Finding Fuzzable targets with static analysis and Binary Ninja

7 June, 2021 - Categories: vuln research, fuzzing, binary ninja

I enjoy following the cool advancements the security research community makes in fuzzing and dynamic analysis. This includes topics like faster dynamic instrumentation for closed-source binaries, and improving test case generation for structure-aware/grammar fuzzing against parsers and compilers.

However, while we have significantly improved the science of fuzzing, we should also look into other areas part of the fuzzing workflow that aren't about fuzzer implementation and heuristics, but rather how to assist them before and after dynamic analysis.

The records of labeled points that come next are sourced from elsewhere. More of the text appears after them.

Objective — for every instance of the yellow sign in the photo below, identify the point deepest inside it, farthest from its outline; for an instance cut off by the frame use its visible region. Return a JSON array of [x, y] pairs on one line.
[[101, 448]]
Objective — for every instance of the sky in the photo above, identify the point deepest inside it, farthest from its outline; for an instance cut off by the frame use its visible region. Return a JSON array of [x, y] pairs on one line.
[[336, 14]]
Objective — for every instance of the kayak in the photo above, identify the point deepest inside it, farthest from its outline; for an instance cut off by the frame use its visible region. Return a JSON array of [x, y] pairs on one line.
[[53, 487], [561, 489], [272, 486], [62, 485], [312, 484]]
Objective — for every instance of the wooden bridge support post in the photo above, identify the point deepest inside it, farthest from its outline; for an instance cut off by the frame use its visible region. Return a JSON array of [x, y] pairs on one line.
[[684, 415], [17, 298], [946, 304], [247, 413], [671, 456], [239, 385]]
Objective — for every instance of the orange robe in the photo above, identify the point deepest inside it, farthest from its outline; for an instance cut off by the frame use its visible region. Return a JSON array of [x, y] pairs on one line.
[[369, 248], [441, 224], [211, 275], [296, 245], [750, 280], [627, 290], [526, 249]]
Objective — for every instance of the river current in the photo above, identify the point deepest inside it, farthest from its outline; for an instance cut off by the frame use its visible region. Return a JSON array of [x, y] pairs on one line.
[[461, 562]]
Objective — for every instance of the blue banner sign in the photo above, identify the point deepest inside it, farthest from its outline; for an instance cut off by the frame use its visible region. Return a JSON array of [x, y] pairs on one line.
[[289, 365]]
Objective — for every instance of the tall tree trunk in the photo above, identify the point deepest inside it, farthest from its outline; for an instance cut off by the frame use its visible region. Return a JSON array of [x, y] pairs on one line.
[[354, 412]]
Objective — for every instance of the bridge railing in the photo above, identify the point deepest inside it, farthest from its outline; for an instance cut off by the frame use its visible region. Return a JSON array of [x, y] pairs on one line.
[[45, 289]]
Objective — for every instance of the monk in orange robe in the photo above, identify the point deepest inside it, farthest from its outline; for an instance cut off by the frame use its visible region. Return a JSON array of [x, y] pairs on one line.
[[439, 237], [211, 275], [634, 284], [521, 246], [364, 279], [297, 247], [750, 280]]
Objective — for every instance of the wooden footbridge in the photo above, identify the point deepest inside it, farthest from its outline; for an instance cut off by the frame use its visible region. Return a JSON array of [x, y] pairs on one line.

This blog post examines how we can improve and routinize the process of fuzzing target discovery, by building a solution, where, given an executable or library, will produce a ranked list of function symbols appealing for fuzzing. I'll be building this as a plugin for Binary Ninja, which provides a rich API for binary analysis and a well-rounded binary format loader.

Starting the Excavation

Let's discuss several metrics used to compute a fuzzability score for each function in a given binary view. In the end, scores will be ranked highest-first, and the final results for all is then delivered tabulated back to the user for further analysis. Our fuzzability calculation is going to be very simple: if a metric is detected within the specific function, we'll +1.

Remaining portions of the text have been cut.